Figure 5Significance of structural effects using RNAsnp (Modes 1 and 2) for the data set of 30 SNPs with reported secondary structure changes. The P values are shown as bars and the dashed line represents the selected threshold value 0.1. The four experimentally validated examples are indicated in green/gray. The SNPs were described according to HGVS nomenclature.

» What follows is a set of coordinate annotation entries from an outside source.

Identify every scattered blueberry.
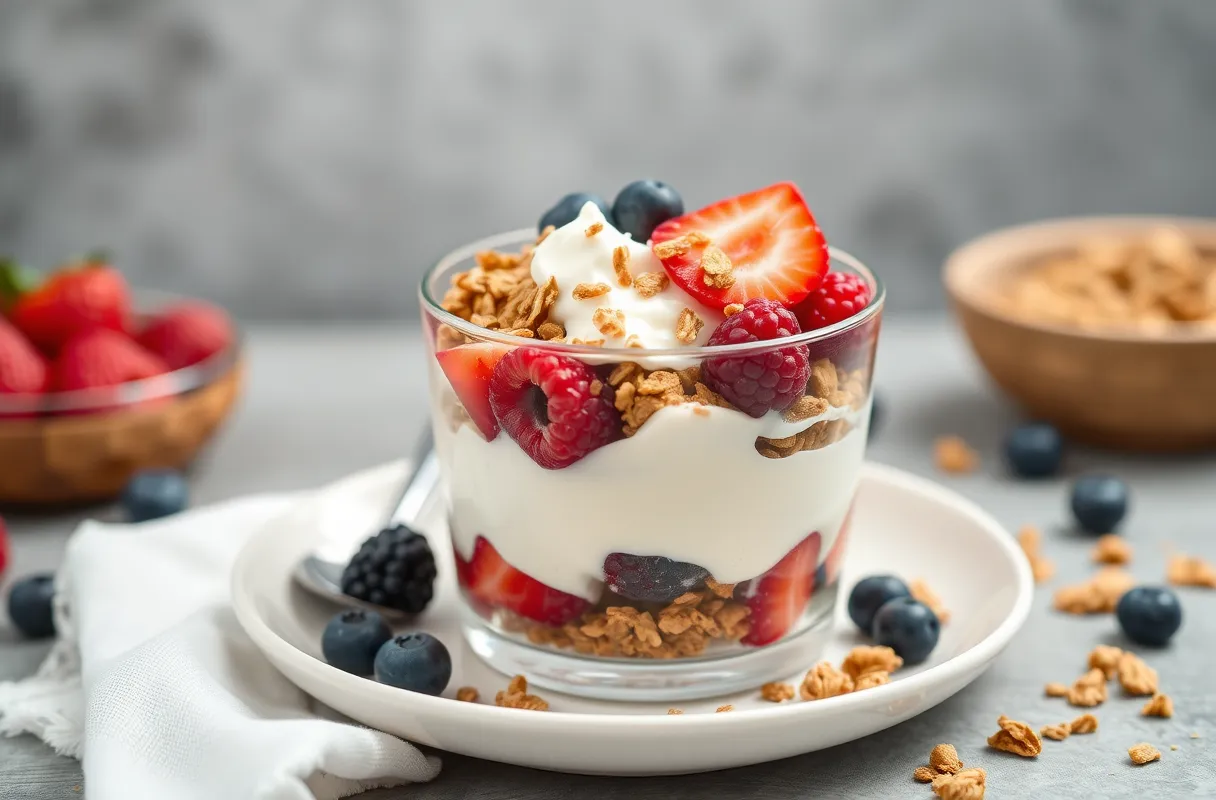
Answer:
[612,180,683,244]
[849,575,912,633]
[9,573,55,638]
[1004,422,1064,478]
[376,633,452,694]
[536,192,613,231]
[342,525,435,614]
[321,608,393,675]
[1115,586,1182,647]
[871,597,941,664]
[119,469,190,523]
[604,553,709,603]
[1071,475,1131,534]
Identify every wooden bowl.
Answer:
[944,216,1216,451]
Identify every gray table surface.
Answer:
[0,317,1216,800]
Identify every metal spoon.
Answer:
[293,432,439,618]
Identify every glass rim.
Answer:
[418,227,886,359]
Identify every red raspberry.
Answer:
[702,298,811,417]
[796,272,873,331]
[490,348,620,469]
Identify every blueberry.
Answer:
[9,573,55,638]
[612,180,683,243]
[376,633,452,694]
[871,597,941,664]
[119,469,190,523]
[1071,475,1131,534]
[321,608,393,675]
[1115,586,1182,647]
[604,553,709,603]
[849,575,911,633]
[537,192,613,231]
[1004,422,1064,478]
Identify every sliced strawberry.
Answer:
[739,533,822,647]
[435,342,511,441]
[456,536,590,626]
[651,184,828,309]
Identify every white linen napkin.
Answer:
[0,463,439,800]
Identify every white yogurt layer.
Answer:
[435,398,869,601]
[531,203,725,349]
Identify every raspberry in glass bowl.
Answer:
[422,181,883,700]
[0,257,243,506]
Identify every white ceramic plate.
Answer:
[232,464,1032,776]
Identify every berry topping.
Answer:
[702,298,811,417]
[1115,586,1182,647]
[1070,475,1131,534]
[376,632,452,695]
[536,192,613,231]
[490,348,621,469]
[734,534,822,647]
[1004,422,1064,478]
[651,184,828,309]
[456,536,589,625]
[612,180,683,243]
[119,469,190,523]
[9,573,55,638]
[604,553,709,603]
[0,317,50,394]
[139,300,233,370]
[342,525,435,614]
[321,608,393,675]
[849,575,912,635]
[871,597,941,664]
[51,328,169,391]
[435,342,510,441]
[796,272,873,331]
[0,257,131,353]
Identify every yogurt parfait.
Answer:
[422,181,883,699]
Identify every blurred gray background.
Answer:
[0,0,1216,319]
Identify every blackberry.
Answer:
[342,525,435,614]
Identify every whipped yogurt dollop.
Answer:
[531,203,725,349]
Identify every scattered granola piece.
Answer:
[929,744,963,774]
[1090,644,1124,681]
[1166,553,1216,588]
[908,578,950,625]
[840,644,903,681]
[676,308,705,344]
[1127,742,1161,766]
[700,244,734,289]
[798,661,852,700]
[933,767,987,800]
[760,681,794,703]
[1068,714,1098,736]
[1141,693,1173,719]
[570,277,612,295]
[1119,653,1156,697]
[989,714,1043,759]
[634,272,671,298]
[612,244,634,287]
[1038,722,1073,742]
[933,436,979,474]
[494,675,548,711]
[591,308,625,339]
[1090,534,1132,564]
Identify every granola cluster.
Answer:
[1001,227,1216,331]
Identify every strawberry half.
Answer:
[738,533,822,647]
[651,182,828,309]
[435,342,511,441]
[456,536,590,626]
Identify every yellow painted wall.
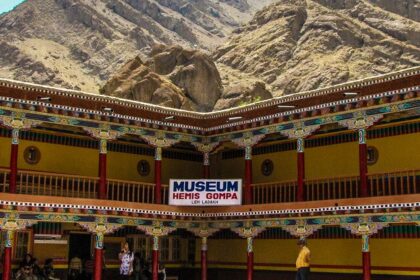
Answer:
[0,133,420,183]
[252,151,297,183]
[0,137,202,184]
[217,158,245,179]
[196,238,420,274]
[107,152,154,183]
[0,137,12,168]
[33,244,68,263]
[368,133,420,173]
[217,133,420,183]
[18,140,98,176]
[162,158,203,184]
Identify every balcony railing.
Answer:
[252,170,420,204]
[107,179,155,203]
[368,170,420,196]
[0,168,420,204]
[17,171,98,198]
[252,181,297,204]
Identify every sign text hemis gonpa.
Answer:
[169,179,242,206]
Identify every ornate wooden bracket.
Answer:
[78,218,122,249]
[0,213,36,231]
[0,112,42,145]
[188,223,219,251]
[137,221,176,237]
[232,132,265,160]
[281,220,322,238]
[340,222,389,236]
[280,122,320,139]
[338,112,383,130]
[140,131,182,148]
[232,226,265,253]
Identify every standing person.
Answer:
[102,246,107,280]
[296,238,311,280]
[19,254,33,268]
[32,258,44,280]
[85,256,95,280]
[118,242,134,280]
[43,259,59,280]
[158,263,166,280]
[68,255,82,280]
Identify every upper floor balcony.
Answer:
[0,168,420,204]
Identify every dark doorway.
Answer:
[68,233,92,261]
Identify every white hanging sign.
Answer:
[169,179,242,206]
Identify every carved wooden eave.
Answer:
[0,67,420,143]
[0,196,420,237]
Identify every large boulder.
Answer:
[149,45,223,112]
[214,82,273,111]
[100,54,195,110]
[101,45,223,112]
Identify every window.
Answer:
[172,238,181,261]
[137,159,150,176]
[23,146,41,164]
[0,231,29,259]
[261,159,274,176]
[128,235,187,262]
[160,237,171,262]
[367,146,379,165]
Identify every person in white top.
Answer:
[118,242,134,280]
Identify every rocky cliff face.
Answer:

List of Disease-Associated SNPs that are Predicted to have Significant Local Structural Effect (P < 0.1) Based on RNAfold with the Scores dmax and rmin
| Disease/phenotype | Gene | HGMD Accession | GenBank Accession | NTs | SNP | ||
|---|---|---|---|---|---|---|---|
| Pseudohypoaldosteronism | NR3C2 | CR030126 | NM_000901.4 | 5,898 | c.-2C>G | 0.017 | 0.022 |
| Hypertension | EDN2 | CR994679 | NM_001956.3 | 1,243 | c.*390G>A | 0.036 | 0.021 |
| Obesity | CNR1 | CR073542 | NM_033181.3 | 5,373 | c.*2394A>G | 0.032 | 0.036 |
| Myocardial infarction | GP1BA | CR022116 | NM_000173.5 | 2,463 | c.-5T>C | 0.040 | 0.037 |
| Colorectal cancer | INSR | CR082021 | NM_001079817.1 | 9,023 | c.*104A>G | 0.042 | 0.030 |
| Graves’ disease | FCRL3 | CR067134 | NM_052939.3 | 3,019 | c.-11G>C | 0.011 | 0.042 |
| Increased triglyceride levels | ABCA1 | CR025352 | NM_005502.3 | 10,502 | c.-279C>G | 0.044 | 0.022 |
| Insulin resistance and hypertension | RETN | CR032443 | NM_020415.3 | 478 | c.*62G>A | 0.045 | 0.043 |
| Cartilage-hair hypoplasia | RMRP | CR063417 | NR_003051.3 | 268 | n.215A>G | 0.048 | 0.027 |
| Hypercholesterolemia | LDLR | CR971948 | NM_000527.4 | 5,283 | c.-14C>A | 0.025 | 0.048 |
| Glaucoma | CYP1B1 | CR032431 | NM_000104.3 | 5,153 | c.-286C>T | 0.063 | 0.036 |
| Reduced transcriptional activity | NR3C1 | CR016150 | NM_001024094.1 | 6,787 | c.-219C>A | 0.044 | 0.063 |
| HDL cholesterol levels | LIPG | CR032437 | NM_006033.2 | 4,141 | c.*482A>G | 0.051 | 0.065 |
| Factor VII deficiency | F7 | CR090334 | NM_019616.2 | 3,059 | c.-44T>C | 0.066 | 0.042 |
| Hemophilia A | F8 | CR070421 | NM_000132.3 | 9,035 | c.-112G>A | 0.074 | 0.010 |
| Cartilage-hair hypoplasia | RMRP | CR064472 | NR_003051.3 | 268 | n.10T>C | 0.076 | 0.024 |
| Von Hippel–Lindau syndrome | VHL | CR011856 | NM_000551.3 | 4560 | c.*7C>G | 0.076 | 0.065 |
| Obesity | SLC6A14 | CR035766 | NM_007231.3 | 4,564 | c.*178C>G | 0.078 | 0.062 |
| Spastic paraplegia 31 | REEP1 | CR082030 | NM_022912.2 | 3,853 | c.*14C>T | 0.033 | 0.081 |
| Hyperferritinemia-cataract syndrome | FTL | CR061334 | NM_000146.3 | 871 | c.-178T>G | 0.052 | 0.097 |
The SNPs were described according to HGVS nomenclature. SNPs, which have been predicted to have significant global structural effect using SNPfold [Halvorsen et al., 2010], are highlighted with gray background color.